L’ipertensione polmonare è una condizione fisiopatologica presente in molte situazioni cliniche e definita da un aumento della pressione media in arteria polmonare superiore a 25 mmHg a riposo determinata tramite cateterismo cardiaco.
Dal punto di vista emodinamico l'ipertensione polmonare può essere ulteriormente distinta in:
- post-capillare caratterizzata da un aumento della pressione capillare polmonare ( PCW ) superiore a 15mmHg ed è quella che si riscontra nella forma secondaria a malattie del cuore sinistro;
- pre-capillare caratterizzata da una pressione capillare polmonare inferiore a 15mmHg ed è quella che si trova nella forma secondaria a patologia del parenchima polmonare, quella secondaria a cuore polmonare cronico tromboembolico, quella a genesi multifattoriale e quelle appartenenti al gruppo della ipertensione arteriosa polmonare ( gruppo 1 della classificazione clinica ).
Nella definizione emodinamica di ipertensione arteriosa polmonare le linee-guida ESC 2015 hanno introdotto anche il parametro resistenze vascolari polmonari che devono essere superiori a 3 UW.
Pertanto una definizione solo emodinamica non è sufficiente per comprendere quale tipo di ipertensione polmonare si tratta e quindi che tipo di trattamento applicare.
L’aspetto più importante quindi quando si parla di ipertensione polmonare è la diagnosi: è fondamentale una corretta diagnosi perché da questa dipenderà un corretto trattamento.
L’importanza della nomenclatura
Nasce ad Evian nel 1998 la classificazione clinica della ipertensione polmonare che provvedeva a raggruppare le varie forme di ipertensione polmonare in cinque grossi gruppi in base alla presentazione clinica, alle caratteristiche istopatologiche e quindi alla risposta al trattamento. La classificazione clinica ha subito negli anni piccole variazioni ma la filosofia e la struttura sono rimaste invariate fino all’ultima versione di Nizza 2012.
Gruppo 1 è quello della ipertensione arteriosa polmonare e comprende oltre la forma idiopatica anche le forme associate a varie condizioni quali: sclerodermia, infezione da HIV, ipertensione portale, cardiopatie congenite, schistosomiasi. Sono forme apparentemente eterogenee ma tutte hanno in comune quelle alterazioni istopatologiche che definiscono la malattia proliferativa delle arterie polmonari e per tale motivo rispondono agli stessi trattamenti.
La nomenclatura è cambiata per questa patologia.
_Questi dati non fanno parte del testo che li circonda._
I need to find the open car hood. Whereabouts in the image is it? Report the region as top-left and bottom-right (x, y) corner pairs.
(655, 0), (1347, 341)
Prima si parlava di ipertensione polmonare primitiva o secondaria oggi invece si parla di ipertensione arteriosa polmonare o non-arteriosa polmonare perché in base a questa distinzione si sceglie il trattamento.
Diagnosi di esclusione
L’ipertensione arteriosa polmonare non è la più frequente ma rappresenta solo il 6% di tutte le forme di ipertensione polmonare che si riscontrano in clinica.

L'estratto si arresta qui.